A car accident can bring various life-altering consequences, including injury, disfigurement and psychological trauma. However, the worst outcome may be the death of a loved one.
True, the family can file a wrongful death suit for their losses, but what about the emotional and economic losses the deceased suffered? For that, the family will file a survival action with their claim.
What is the purpose of a survival action?
Sadly, over 1,000 people die every year from traffic fatalities in Tennessee. A survival action allows the family members to pursue legal recourse on behalf of a deceased loved one. It is typically applicable when the deceased individual experiences harm or injuries that lead to an untimely death.
Family members can file a survival action when that harm was due to someone else’s negligence, intentional wrongdoing or a defective product. By pursuing such legal action, families can address the consequences of the harm and ensure that responsible parties offer some recourse for their actions.
Who may file a survival action in Tennessee?
In Tennessee, an individual personal representative of the deceased person’s estate must initiate the survival action. The court appoints this individual, who acts on behalf of the estate and the beneficiaries. Leaving the survival action to one appointed representative ensures a structured and more expedient legal process.
The beneficiaries comprise the immediate family members and anyone else who is in the deceased’s will. These parties typically stand to benefit from the legal proceedings that the personal representative initiates.

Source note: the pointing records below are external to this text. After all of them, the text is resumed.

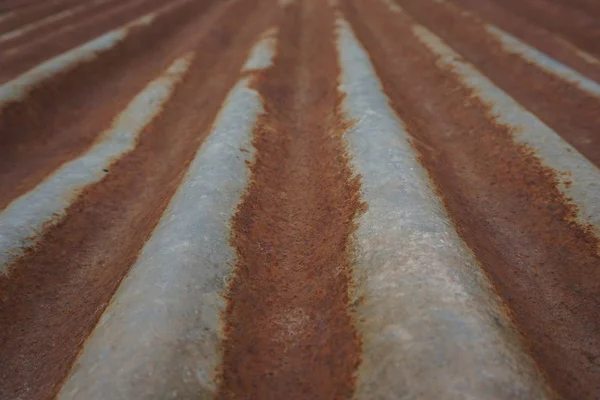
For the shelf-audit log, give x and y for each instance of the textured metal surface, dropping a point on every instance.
(158, 178)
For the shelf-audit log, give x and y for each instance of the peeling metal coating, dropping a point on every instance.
(159, 337)
(23, 221)
(431, 322)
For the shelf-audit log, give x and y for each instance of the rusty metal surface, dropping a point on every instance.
(261, 199)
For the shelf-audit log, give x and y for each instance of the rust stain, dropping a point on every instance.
(39, 134)
(538, 37)
(57, 291)
(289, 330)
(568, 110)
(580, 28)
(504, 203)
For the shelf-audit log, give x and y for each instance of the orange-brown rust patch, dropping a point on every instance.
(53, 296)
(289, 332)
(538, 37)
(569, 110)
(578, 27)
(47, 29)
(62, 117)
(503, 201)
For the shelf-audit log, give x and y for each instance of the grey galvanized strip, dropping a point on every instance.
(513, 45)
(48, 20)
(23, 220)
(584, 56)
(19, 87)
(159, 338)
(432, 326)
(583, 183)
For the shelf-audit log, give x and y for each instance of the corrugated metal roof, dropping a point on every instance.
(371, 199)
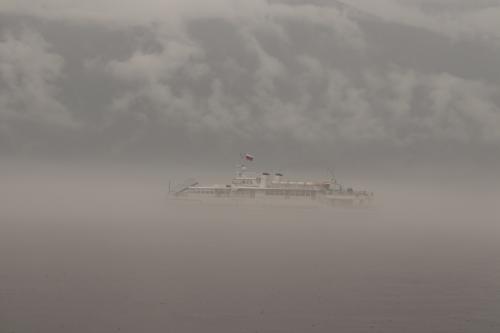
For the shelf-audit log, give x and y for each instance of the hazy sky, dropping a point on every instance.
(359, 80)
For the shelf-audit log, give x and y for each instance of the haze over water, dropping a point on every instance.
(96, 252)
(103, 102)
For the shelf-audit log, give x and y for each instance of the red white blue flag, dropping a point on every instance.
(249, 157)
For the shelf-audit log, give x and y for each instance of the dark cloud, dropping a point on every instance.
(284, 75)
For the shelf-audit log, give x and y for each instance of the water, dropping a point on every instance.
(106, 255)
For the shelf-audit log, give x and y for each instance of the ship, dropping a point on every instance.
(272, 189)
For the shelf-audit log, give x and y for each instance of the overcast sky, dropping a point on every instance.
(358, 80)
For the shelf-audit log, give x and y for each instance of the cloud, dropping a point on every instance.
(194, 73)
(454, 19)
(28, 96)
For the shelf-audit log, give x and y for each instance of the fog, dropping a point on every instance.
(101, 249)
(103, 103)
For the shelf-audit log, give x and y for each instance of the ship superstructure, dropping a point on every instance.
(273, 188)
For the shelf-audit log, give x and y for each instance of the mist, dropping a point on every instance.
(105, 104)
(100, 248)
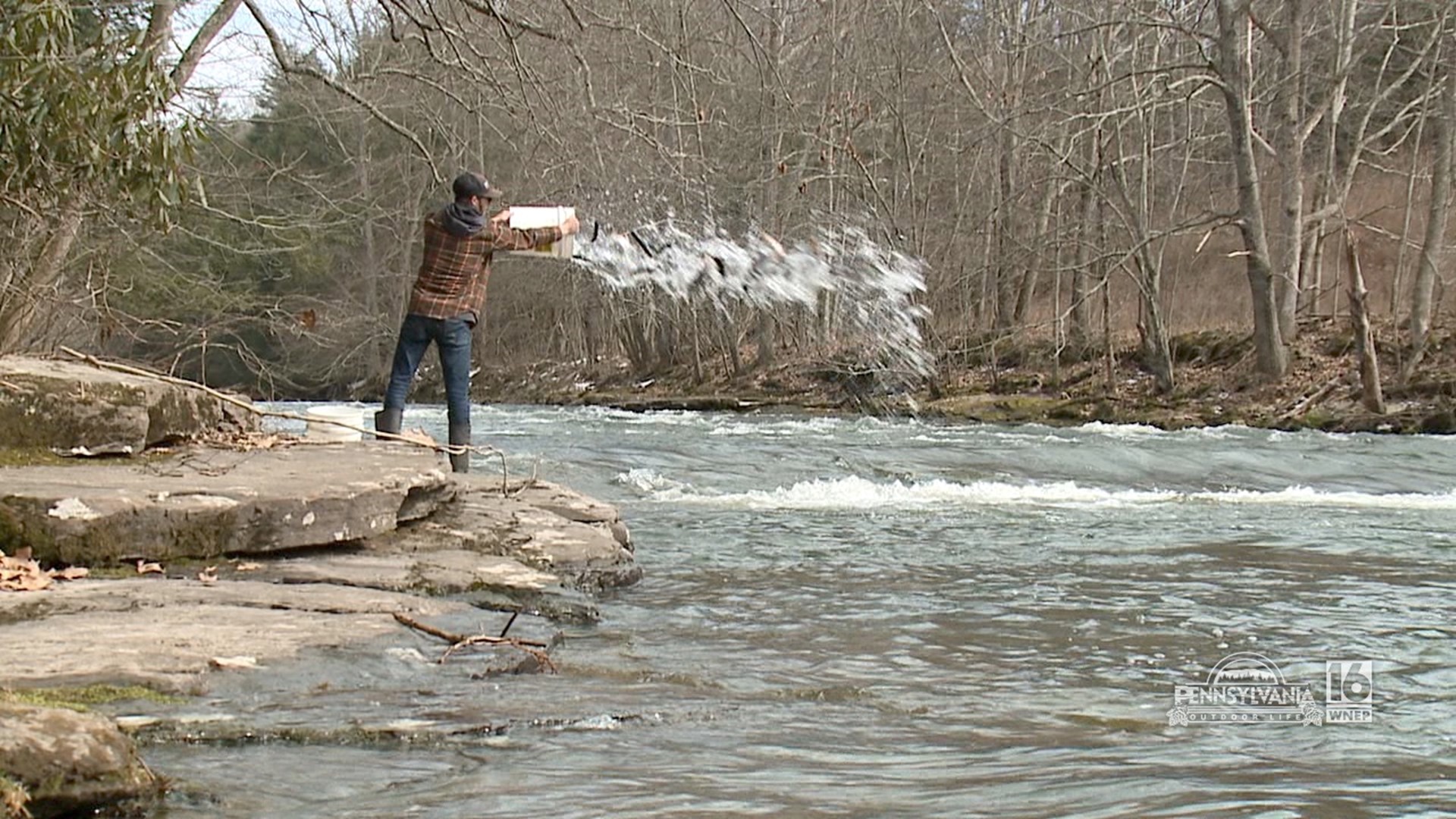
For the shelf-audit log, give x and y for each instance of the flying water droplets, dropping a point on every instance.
(877, 286)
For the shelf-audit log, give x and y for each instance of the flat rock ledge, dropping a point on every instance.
(74, 407)
(249, 558)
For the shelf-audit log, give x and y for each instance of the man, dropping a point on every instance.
(447, 299)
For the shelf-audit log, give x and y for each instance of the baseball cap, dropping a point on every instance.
(469, 186)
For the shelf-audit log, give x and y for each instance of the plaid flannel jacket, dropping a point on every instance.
(453, 275)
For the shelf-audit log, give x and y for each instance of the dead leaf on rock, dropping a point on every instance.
(22, 575)
(240, 662)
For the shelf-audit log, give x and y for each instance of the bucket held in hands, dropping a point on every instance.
(544, 216)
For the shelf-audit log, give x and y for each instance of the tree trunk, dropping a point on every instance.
(1435, 228)
(1370, 392)
(20, 306)
(1291, 148)
(1237, 74)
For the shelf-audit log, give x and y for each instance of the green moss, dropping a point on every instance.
(82, 698)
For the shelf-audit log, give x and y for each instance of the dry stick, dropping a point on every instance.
(446, 447)
(457, 642)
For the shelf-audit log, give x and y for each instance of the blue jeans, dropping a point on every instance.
(452, 337)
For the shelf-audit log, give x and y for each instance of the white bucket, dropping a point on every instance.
(325, 431)
(544, 216)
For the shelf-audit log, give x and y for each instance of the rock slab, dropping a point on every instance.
(204, 503)
(69, 761)
(67, 406)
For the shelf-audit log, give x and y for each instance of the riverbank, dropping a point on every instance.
(155, 539)
(1025, 382)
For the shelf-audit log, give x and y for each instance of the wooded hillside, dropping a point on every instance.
(1069, 169)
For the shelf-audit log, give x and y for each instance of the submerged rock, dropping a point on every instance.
(69, 406)
(69, 761)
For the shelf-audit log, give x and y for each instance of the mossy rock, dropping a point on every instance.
(85, 697)
(67, 763)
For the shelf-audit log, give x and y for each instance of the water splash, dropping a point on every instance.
(877, 286)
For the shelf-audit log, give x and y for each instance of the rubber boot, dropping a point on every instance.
(389, 422)
(460, 436)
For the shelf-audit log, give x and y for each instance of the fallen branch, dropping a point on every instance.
(459, 642)
(1310, 403)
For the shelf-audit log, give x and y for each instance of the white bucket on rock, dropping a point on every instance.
(319, 428)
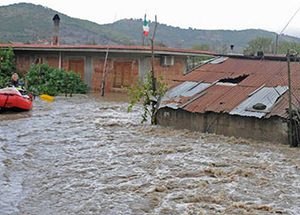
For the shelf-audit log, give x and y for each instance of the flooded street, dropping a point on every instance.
(86, 155)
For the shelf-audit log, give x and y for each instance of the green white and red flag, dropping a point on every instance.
(145, 27)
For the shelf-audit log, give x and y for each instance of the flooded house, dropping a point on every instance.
(235, 96)
(125, 64)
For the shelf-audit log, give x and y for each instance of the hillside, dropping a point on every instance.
(31, 23)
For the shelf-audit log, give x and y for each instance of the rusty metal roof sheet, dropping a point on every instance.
(265, 82)
(271, 73)
(266, 95)
(181, 93)
(281, 106)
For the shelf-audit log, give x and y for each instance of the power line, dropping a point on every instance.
(289, 21)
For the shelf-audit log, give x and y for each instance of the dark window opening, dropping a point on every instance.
(235, 80)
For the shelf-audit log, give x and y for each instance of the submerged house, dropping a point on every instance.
(234, 96)
(125, 64)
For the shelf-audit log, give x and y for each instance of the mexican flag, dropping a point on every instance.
(146, 27)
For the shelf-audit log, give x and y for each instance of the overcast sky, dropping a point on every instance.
(270, 15)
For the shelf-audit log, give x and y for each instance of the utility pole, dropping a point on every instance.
(153, 79)
(104, 73)
(276, 43)
(290, 132)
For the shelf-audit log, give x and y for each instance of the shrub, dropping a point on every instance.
(7, 66)
(43, 79)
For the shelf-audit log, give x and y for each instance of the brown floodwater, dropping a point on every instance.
(87, 155)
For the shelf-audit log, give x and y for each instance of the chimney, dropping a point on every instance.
(55, 40)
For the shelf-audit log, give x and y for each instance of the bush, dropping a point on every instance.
(43, 79)
(7, 66)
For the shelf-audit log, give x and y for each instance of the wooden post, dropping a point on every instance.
(290, 133)
(104, 74)
(153, 79)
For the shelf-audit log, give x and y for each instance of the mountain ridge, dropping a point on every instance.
(30, 23)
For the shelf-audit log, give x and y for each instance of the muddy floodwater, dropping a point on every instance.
(87, 155)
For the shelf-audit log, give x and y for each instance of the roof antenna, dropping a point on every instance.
(281, 32)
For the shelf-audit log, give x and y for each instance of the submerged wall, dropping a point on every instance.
(273, 129)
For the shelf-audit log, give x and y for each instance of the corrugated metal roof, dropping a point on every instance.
(180, 94)
(179, 90)
(265, 83)
(281, 106)
(266, 95)
(268, 72)
(209, 97)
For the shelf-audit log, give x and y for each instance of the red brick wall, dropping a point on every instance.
(23, 63)
(121, 73)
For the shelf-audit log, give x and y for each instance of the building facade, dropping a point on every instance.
(124, 64)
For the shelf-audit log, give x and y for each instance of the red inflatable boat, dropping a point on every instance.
(11, 98)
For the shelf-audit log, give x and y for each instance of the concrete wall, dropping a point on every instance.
(122, 69)
(272, 129)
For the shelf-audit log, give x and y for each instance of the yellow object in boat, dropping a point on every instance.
(47, 98)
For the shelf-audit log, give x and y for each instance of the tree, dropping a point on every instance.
(143, 92)
(7, 66)
(264, 44)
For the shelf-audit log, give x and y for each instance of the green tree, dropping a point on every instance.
(7, 66)
(264, 44)
(143, 92)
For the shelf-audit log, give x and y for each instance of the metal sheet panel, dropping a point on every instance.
(267, 96)
(196, 89)
(180, 94)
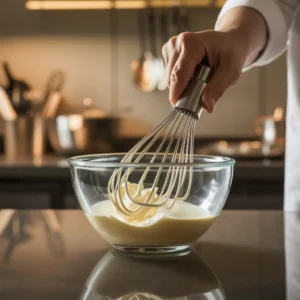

Unlike some other states, a survival action in Tennessee does not come as a separate claim to the wrongful death suit, which also simplifies the procedure somewhat. However, the claimant has to be sure to correctly present the losses that the deceased suffered to be able to claim those damages.
The process can be challenging, especially during the trying time of handling the arrangements for the deceased’s estate. Tennessee only gives families a year to handle the process, making it important to take quick action. When the family ensures that a personal representative does so, they may be able to address the financial and emotional impact of the loss.